De “An American in Paris”, chegou-nos “I got rhythm” e, mais confiante, Ricardo Soler tomou conta do palco, entoando a animada canção. Tão animada que, mesmo antes de subirem ao palco para uns passos de charleston, os dançarinos gingavam a anca e abanavam o ombro. De saia na mão, movimentando-a ao ritmo da música, de sorriso no rosto, a bailarina encantava.

E, ainda que o cantor se tenha redimido, o melhor estava ainda por vir. A Soler, juntou-se Lúcia Moniz. Os dois, numa cumplicidade e teatralidade espantosa, dividiram um medley de músicas românticas e fizeram soltar sorrisos por toda a sala. Em tom de canção de engate, dança e contradança, os dois receberam uma das maiores ovações da noite.

À belíssima “Adagio Barber” seguiu-se “Quando Acreditas…”, a música d’”O Príncipe do Egito”, que viu a sua magia intensificada nas vozes de Anabela Pires, Lúcia Moniz e o coro de raparigas que, no segundo terço da canção, tomou lugar no palco trocando tímidos olhares com as cantoras.

Carlos Moura chamou então o maestro, Nuno de Sá; o produtor executivo, Francisco Santiago; todos os cantores e os bailarinos e todos se despediram perante uma chuva de aplausos.

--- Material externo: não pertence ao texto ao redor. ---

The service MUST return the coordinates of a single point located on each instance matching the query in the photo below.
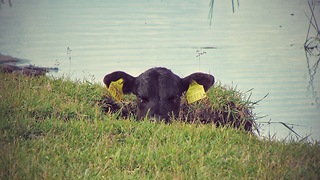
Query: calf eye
(143, 99)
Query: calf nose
(157, 118)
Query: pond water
(258, 46)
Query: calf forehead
(158, 82)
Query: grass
(53, 128)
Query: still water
(258, 46)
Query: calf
(158, 90)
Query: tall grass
(53, 128)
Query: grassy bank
(53, 128)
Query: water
(259, 46)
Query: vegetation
(54, 128)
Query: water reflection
(312, 50)
(313, 64)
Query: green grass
(54, 129)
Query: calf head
(158, 90)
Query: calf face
(158, 90)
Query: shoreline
(9, 64)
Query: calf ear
(206, 80)
(128, 80)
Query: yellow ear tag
(115, 89)
(195, 92)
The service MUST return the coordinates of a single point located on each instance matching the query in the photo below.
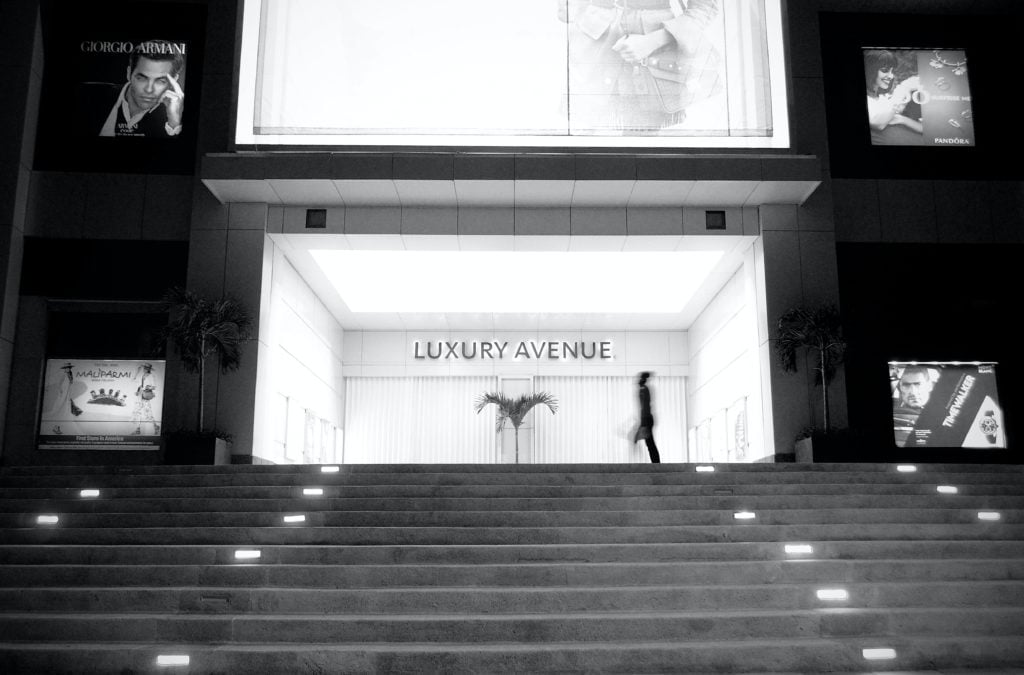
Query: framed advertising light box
(101, 405)
(532, 73)
(945, 405)
(920, 96)
(121, 86)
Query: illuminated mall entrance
(364, 365)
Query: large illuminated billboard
(101, 405)
(945, 405)
(532, 73)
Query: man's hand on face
(174, 100)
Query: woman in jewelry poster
(919, 97)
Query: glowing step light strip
(879, 654)
(833, 594)
(173, 660)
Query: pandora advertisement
(101, 405)
(605, 73)
(945, 405)
(919, 97)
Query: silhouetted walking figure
(646, 428)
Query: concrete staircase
(624, 568)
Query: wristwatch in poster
(989, 426)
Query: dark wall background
(992, 46)
(930, 302)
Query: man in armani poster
(150, 103)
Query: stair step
(310, 533)
(766, 657)
(492, 554)
(565, 574)
(555, 627)
(501, 600)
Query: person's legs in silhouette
(652, 450)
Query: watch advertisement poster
(945, 405)
(101, 405)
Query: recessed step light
(879, 654)
(833, 594)
(172, 660)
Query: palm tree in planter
(515, 410)
(818, 333)
(202, 329)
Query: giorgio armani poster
(120, 86)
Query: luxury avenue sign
(538, 349)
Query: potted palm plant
(201, 330)
(816, 332)
(515, 410)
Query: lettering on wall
(493, 349)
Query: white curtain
(410, 420)
(596, 414)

Afinal, «tudo o que é bom chega ao fim, não é verdade?». Houve ainda tempo para um animado “Mambo”, onde todos os violinos se levantaram e gritaram “MAMBO!” e, para o encore, ficou reservado, mais uma vez, o tema dos “Piratas das Caraíbas”. Uma melodia que nos leva até à Terra do Nunca, nos lembra aventuras, canhões, tempestades e calmarias e o icónico Jack Sparrow.

Assistir a espetáculos destes – ainda para mais com convidados especiais – é sempre uma experiência incrível pela qual todos os amantes de música – e de cinema! – deveriam passar. Atentar quem pousa o instrumento, quem muda do prato para o bongo, prestar atenção quando entram os instrumentos de sopro, distinguir cada som e viajar por décadas de cinema sem sair do Tivoli é um privilégio. Ontem já passou mas mais logo há uma segunda dose de magia trazida de um modo especial por uma orquestra ainda mais especial.